Parenting guide
When Do Babies Start Crawling? The Crawling Stage Explained
The baby crawling stage usually arrives between 7 and 10 months — but it comes in many styles. Here is what to expect when your little one gets moving.
Once your baby figures out how to get from A to B on their own, life changes overnight. If you are asking when do babies crawl, the typical answer is somewhere in the second half of the first year — but the baby crawling stage looks delightfully different from one baby to the next. Here is what to expect, and how to support your little explorer.
The typical crawling age
Many babies start crawling between about 7 and 10 months, usually after they can sit up steadily and push themselves onto their hands and knees. Strong tummy-time fans sometimes get going earlier, while other babies take a more scenic route and crawl later — or skip classic crawling altogether.
The many styles of crawling
"Crawling" is a surprisingly broad term. Your baby might choose one of these — or invent their own:
- Classic hands-and-knees crawl — the textbook version, alternating opposite hand and knee.
- Commando (army) crawl — dragging forward on the tummy using the forearms.
- Bottom shuffle — scooting along while seated.
- Bear crawl — hands and feet with a straight-legged, bottom-in-the-air style.
- Crab or roll — some babies sidewind or roll to where they want to go.
None of these is "better" than another. They are all valid ways of building strength, coordination, and the confidence your baby will carry into standing and first steps.
How to support a new crawler
- Build up tummy time from early on — it strengthens the shoulders and core crawling depends on.
- Place toys just out of reach to invite that first forward lunge.
- Create safe open floor on a rug or play mat where your baby can practice without hard edges nearby.
- Get down on the floor with them. Babies are far more motivated to move toward a smiling parent.
Time to baby-proof
A crawling baby is a newly mobile baby, which means it is time to see your home from floor level. Tuck away cords, secure tippy furniture, cover outlets, and gate the stairs. Our full baby-proofing checklist for crawlers and new walkers walks you through it room by room.
From crawling to cruising
Crawling is often the launchpad for everything that follows — pulling up, cruising the furniture, and eventually walking. Plenty of everyday bumps come with all that practice, and many of them are no big deal. Some parents like a soft cushion backpack for a little extra padding during supervised play; you can see how it works on our baby learning to walk page or browse the full collection of cushion backpacks.
From TumbleTots
Soft cushion backpacks for the wobbly stages
TumbleTots makes lightweight, adjustable baby cushion backpack pillows in cute animal designs — a soft companion for supervised sitting, crawling, standing, and first steps.

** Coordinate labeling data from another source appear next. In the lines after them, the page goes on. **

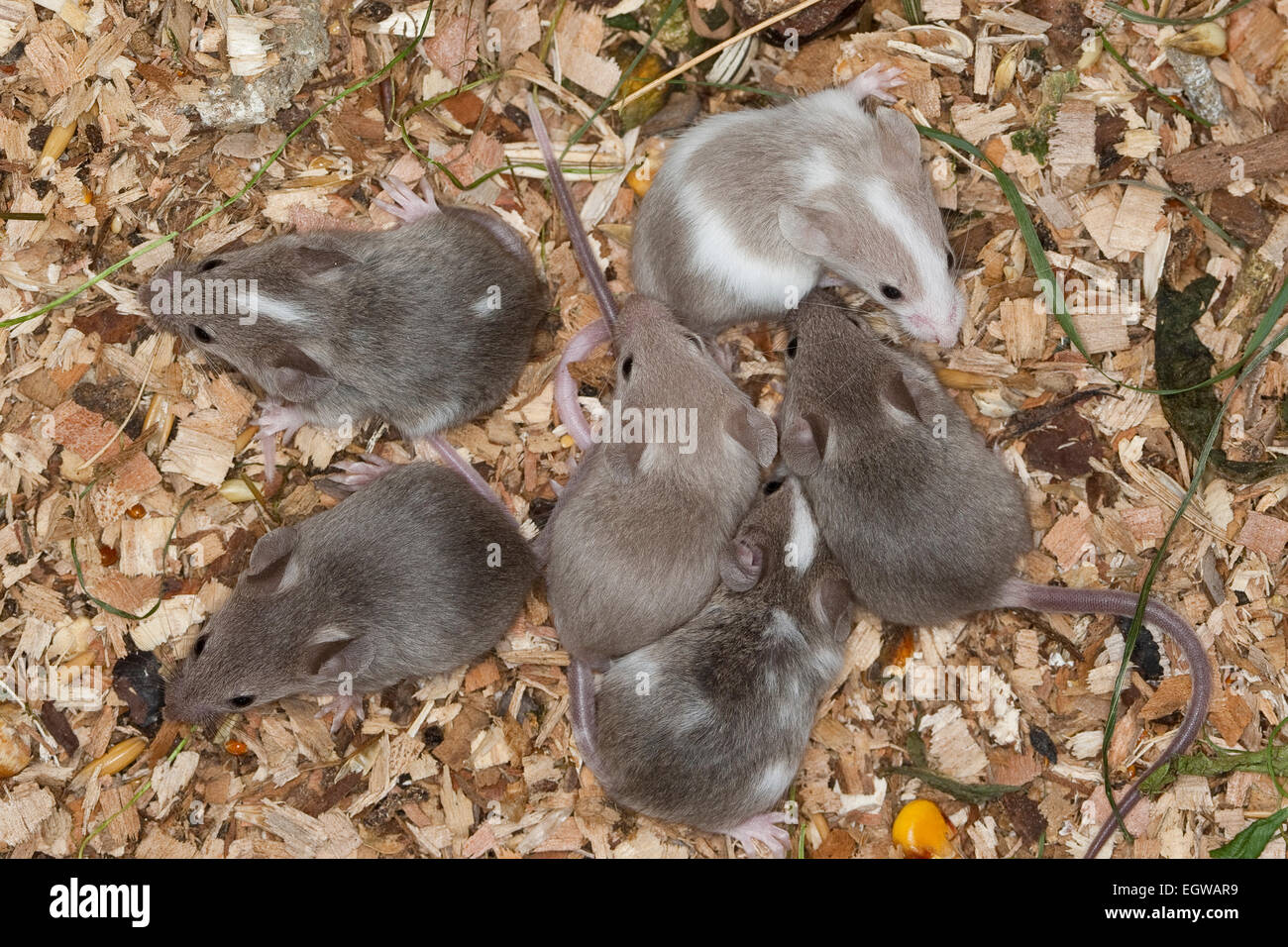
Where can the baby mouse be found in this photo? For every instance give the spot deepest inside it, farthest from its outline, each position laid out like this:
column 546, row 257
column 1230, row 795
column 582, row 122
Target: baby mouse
column 425, row 326
column 631, row 548
column 411, row 577
column 708, row 724
column 926, row 521
column 752, row 206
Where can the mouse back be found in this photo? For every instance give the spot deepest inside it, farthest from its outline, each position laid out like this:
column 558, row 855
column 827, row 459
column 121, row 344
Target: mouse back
column 411, row 577
column 926, row 519
column 708, row 724
column 424, row 325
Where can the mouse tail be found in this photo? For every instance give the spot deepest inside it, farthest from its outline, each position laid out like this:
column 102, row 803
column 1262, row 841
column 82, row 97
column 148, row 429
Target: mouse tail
column 581, row 709
column 1055, row 599
column 587, row 257
column 566, row 389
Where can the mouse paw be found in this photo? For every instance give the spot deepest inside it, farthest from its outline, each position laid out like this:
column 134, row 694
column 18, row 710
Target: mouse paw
column 407, row 205
column 876, row 81
column 340, row 706
column 274, row 419
column 763, row 828
column 361, row 474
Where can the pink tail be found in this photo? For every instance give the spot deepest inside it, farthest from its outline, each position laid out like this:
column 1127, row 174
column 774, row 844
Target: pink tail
column 581, row 709
column 566, row 389
column 1051, row 598
column 450, row 458
column 587, row 257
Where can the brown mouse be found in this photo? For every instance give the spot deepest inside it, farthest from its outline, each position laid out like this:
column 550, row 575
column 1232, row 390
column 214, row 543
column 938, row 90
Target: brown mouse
column 631, row 549
column 926, row 521
column 411, row 577
column 707, row 725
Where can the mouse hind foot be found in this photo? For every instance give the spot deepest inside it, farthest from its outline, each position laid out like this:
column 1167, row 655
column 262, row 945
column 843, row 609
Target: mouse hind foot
column 765, row 830
column 340, row 707
column 407, row 205
column 361, row 474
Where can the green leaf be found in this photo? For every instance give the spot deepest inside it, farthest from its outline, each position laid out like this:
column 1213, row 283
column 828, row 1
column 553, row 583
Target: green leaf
column 1252, row 840
column 1181, row 361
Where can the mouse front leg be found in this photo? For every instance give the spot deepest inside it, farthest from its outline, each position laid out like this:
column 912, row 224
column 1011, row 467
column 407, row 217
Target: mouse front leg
column 340, row 706
column 275, row 419
column 408, row 206
column 765, row 830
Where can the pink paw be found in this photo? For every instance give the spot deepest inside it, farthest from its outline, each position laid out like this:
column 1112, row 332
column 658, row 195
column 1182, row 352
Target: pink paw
column 407, row 205
column 361, row 474
column 340, row 706
column 274, row 419
column 876, row 81
column 763, row 828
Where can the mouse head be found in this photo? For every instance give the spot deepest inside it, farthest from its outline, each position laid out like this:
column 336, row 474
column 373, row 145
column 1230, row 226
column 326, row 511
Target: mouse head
column 253, row 308
column 780, row 556
column 845, row 381
column 266, row 643
column 883, row 231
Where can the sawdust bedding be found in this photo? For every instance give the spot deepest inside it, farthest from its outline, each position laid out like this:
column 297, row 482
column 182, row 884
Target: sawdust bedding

Frequently asked questions
At what age do babies start crawling?⌄
Many babies begin crawling between about 7 and 10 months, after they can sit up and push onto their hands and knees. Some skip traditional crawling entirely and move straight to scooting, cruising, or walking.
Is it okay if my baby never crawls?⌄
Yes. Not every baby crawls on hands and knees — some bottom-shuffle, commando-crawl, or go straight to pulling up and walking. What matters is that your baby is finding ways to move and explore.
How do I baby-proof for a new crawler?⌄
Get down to floor level, secure furniture and cords, cover outlets, add gates to stairs, and clear small objects. A room-by-room baby-proofing checklist makes it manageable.